Materials availability

This study did not generate new unique reagents.

Experimental model and subjects details

Study design and participant recruitment

A phase IV clinical trial was approved by the National Healthcare Group's Domain Specific Institutional Review Board, including informed consent check, and registered at clinicaltrials.gov under the registration number NCT03266237 for the prospective recall of SLAS-2 participants to receive Vaxigrip (Sanofi-Pasteur). Starting December 2013, adults >65 years-of-age were recruited from participants in the second cohort of the Singapore Longitudinal Aging Study (SLAS-2), an epidemiologic study related to aging (Feng et al., 2013; Ng et al., 2008). The participants were community dwellers at eight different housing precincts across Singapore. Volunteers were excluded if they had received an influenza vaccine in the 6 months preceding the trial or if they were externally scheduled for vaccination during the trial period; had suspected congenital or acquired immunodeficiency; were recipient to immunosuppressive therapy such as anti-cancer chemotherapy or radiation therapy in the period of 6 months prior to trial commencement; and/or were on long-term systemic corticosteroid therapy (prednisone or equivalent for >2 consecutive weeks within the past 3 months). All volunteers provided written informed consent for the administration of seasonal influenza vaccine.

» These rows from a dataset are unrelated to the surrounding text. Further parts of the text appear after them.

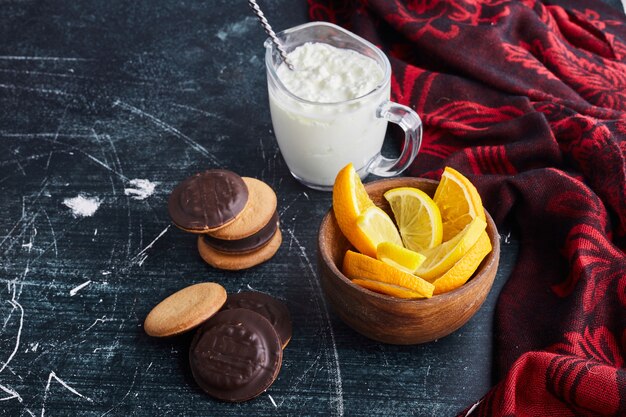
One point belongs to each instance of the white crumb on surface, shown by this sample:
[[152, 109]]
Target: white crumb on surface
[[82, 206], [140, 189]]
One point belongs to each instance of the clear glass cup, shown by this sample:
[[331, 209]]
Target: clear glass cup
[[318, 139]]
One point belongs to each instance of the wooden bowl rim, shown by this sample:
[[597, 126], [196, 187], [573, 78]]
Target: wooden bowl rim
[[486, 265]]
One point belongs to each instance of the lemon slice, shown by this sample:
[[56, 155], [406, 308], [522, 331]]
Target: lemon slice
[[349, 200], [459, 202], [465, 267], [417, 216], [359, 266], [399, 257], [441, 258], [376, 227]]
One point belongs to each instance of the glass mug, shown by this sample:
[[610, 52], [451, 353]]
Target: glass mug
[[317, 140]]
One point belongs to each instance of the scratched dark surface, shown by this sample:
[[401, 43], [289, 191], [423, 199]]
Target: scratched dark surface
[[95, 95]]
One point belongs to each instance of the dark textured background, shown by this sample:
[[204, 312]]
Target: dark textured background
[[95, 94]]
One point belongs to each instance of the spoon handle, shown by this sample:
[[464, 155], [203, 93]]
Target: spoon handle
[[268, 29]]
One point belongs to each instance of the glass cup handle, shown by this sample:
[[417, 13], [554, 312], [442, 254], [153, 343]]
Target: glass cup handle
[[411, 123]]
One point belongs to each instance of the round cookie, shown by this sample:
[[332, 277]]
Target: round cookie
[[236, 355], [238, 261], [246, 244], [185, 309], [261, 207], [207, 201], [274, 310]]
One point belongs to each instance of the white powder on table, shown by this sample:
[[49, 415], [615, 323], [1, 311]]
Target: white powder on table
[[82, 206]]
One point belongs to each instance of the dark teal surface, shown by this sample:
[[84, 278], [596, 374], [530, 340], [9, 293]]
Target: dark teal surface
[[95, 94]]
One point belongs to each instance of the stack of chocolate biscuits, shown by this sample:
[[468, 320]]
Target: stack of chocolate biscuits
[[235, 218], [237, 351]]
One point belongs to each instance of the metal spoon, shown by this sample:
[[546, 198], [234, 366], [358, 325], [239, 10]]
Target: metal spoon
[[268, 29]]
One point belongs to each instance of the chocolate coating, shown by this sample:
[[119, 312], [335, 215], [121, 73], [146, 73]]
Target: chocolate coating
[[235, 355], [269, 307], [207, 200], [246, 244]]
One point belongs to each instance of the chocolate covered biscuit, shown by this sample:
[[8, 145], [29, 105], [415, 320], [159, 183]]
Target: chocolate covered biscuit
[[248, 243], [236, 355], [207, 201], [269, 307], [238, 261]]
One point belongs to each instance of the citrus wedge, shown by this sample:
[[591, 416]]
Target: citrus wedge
[[359, 266], [417, 216], [399, 256], [441, 258], [465, 267], [388, 289], [376, 227], [349, 200], [459, 202]]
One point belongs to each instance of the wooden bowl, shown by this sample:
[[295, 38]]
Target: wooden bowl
[[394, 320]]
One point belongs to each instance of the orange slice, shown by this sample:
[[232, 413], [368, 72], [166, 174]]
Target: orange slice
[[387, 289], [458, 201], [359, 266], [441, 258], [349, 200], [465, 267]]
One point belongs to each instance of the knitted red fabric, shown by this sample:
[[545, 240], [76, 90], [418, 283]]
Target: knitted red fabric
[[528, 99]]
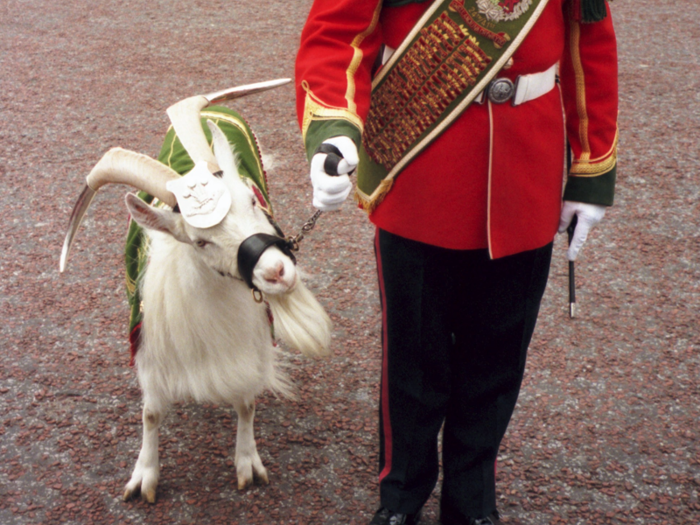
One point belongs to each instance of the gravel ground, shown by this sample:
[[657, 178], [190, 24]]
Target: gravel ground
[[606, 428]]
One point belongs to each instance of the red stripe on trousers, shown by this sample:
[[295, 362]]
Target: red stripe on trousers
[[386, 421]]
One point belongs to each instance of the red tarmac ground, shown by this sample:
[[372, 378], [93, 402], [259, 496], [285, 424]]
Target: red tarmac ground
[[606, 431]]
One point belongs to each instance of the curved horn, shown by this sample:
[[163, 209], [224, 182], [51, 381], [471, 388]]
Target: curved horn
[[124, 167], [184, 116]]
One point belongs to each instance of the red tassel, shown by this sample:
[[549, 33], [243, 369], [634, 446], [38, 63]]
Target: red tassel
[[576, 10]]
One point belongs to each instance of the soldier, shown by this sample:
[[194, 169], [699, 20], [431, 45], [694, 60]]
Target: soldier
[[456, 116]]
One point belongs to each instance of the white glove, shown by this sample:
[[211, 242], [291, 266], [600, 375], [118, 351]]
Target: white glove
[[588, 216], [329, 173]]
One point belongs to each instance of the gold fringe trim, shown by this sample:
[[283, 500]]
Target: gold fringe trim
[[370, 202], [580, 89], [596, 167], [357, 57], [315, 109]]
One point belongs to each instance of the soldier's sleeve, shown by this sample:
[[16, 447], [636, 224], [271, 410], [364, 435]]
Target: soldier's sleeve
[[589, 86], [338, 47]]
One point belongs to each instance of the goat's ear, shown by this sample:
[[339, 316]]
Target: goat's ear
[[165, 221], [222, 149]]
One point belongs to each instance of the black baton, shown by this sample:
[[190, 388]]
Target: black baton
[[572, 275]]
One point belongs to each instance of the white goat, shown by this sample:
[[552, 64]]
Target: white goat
[[204, 336]]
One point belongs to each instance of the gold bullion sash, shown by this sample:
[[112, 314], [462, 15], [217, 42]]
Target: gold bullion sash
[[447, 59]]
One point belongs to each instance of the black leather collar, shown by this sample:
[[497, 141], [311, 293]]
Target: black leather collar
[[253, 247]]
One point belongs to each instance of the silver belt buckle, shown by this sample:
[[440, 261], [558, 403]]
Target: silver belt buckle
[[501, 90]]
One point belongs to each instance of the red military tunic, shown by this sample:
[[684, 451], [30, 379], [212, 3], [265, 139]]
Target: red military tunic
[[494, 178]]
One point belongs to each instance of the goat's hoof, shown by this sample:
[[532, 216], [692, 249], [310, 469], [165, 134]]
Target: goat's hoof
[[261, 478], [149, 496]]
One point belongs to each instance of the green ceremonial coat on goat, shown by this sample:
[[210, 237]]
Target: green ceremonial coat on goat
[[173, 154]]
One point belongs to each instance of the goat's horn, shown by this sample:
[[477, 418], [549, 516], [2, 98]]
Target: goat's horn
[[184, 116], [125, 167]]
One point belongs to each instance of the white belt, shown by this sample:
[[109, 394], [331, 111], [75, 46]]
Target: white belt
[[524, 89]]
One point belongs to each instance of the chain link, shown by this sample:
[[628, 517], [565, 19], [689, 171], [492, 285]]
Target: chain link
[[306, 228]]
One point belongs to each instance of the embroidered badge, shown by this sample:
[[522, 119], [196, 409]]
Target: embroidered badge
[[204, 199], [503, 10]]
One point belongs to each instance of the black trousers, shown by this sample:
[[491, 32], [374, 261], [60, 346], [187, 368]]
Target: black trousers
[[456, 327]]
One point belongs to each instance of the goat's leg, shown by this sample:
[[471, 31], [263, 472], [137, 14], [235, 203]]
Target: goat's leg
[[249, 467], [147, 469]]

Among the 205 elderly participants (128 females, and 77 males) with available transcriptomic data, gender distribution was comparable between CR and IR (Fisher Test p value = 0.4641; CR (44 males, 80 females; proportion of females = 0.64) and IR (33 males, 48 females; proportion of females = 0.60). Hence, the representation of male/female transcriptomes were comparable between both CR and IR.

Methods details

Influenza vaccination and blood sampling

The trial tested inactivated TIV Vaxigrip (2013-2014) seasonal influenza vaccines consisting of split virions from three prevalent and circulating strains: A/California/07/2009 (H1N1), A/Texas/50/2012 (H3N2) and B/Massachusetts/02/2012. The vaccine was administered to the study participants between January and August 2014. Venous blood specimens were collected from the participants immediately prior to vaccination (day-0) and on days 2, 7 and 28 after vaccination.

Vaccine-specific antibody titres (HAI and MN)

Vaccine-specific antibodies were measured in sera on day 0 and day 28 post-vaccination by Hemagglutination inhibition (HAI) and microneutralization (MN) assays. The influenza virus HAI assay is based on the ability of specific anti-influenza antibodies to inhibit agglutination of RBCs induced by influenza virus HA. The MN assay is based on the ability of neutralizing antibodies against influenza virus to inhibit the infection of MDCK cells with influenza virus. Prior to performing HAI and MN assays, serum samples were heat-inactivated for 30 min at 56°C to inactivate complement.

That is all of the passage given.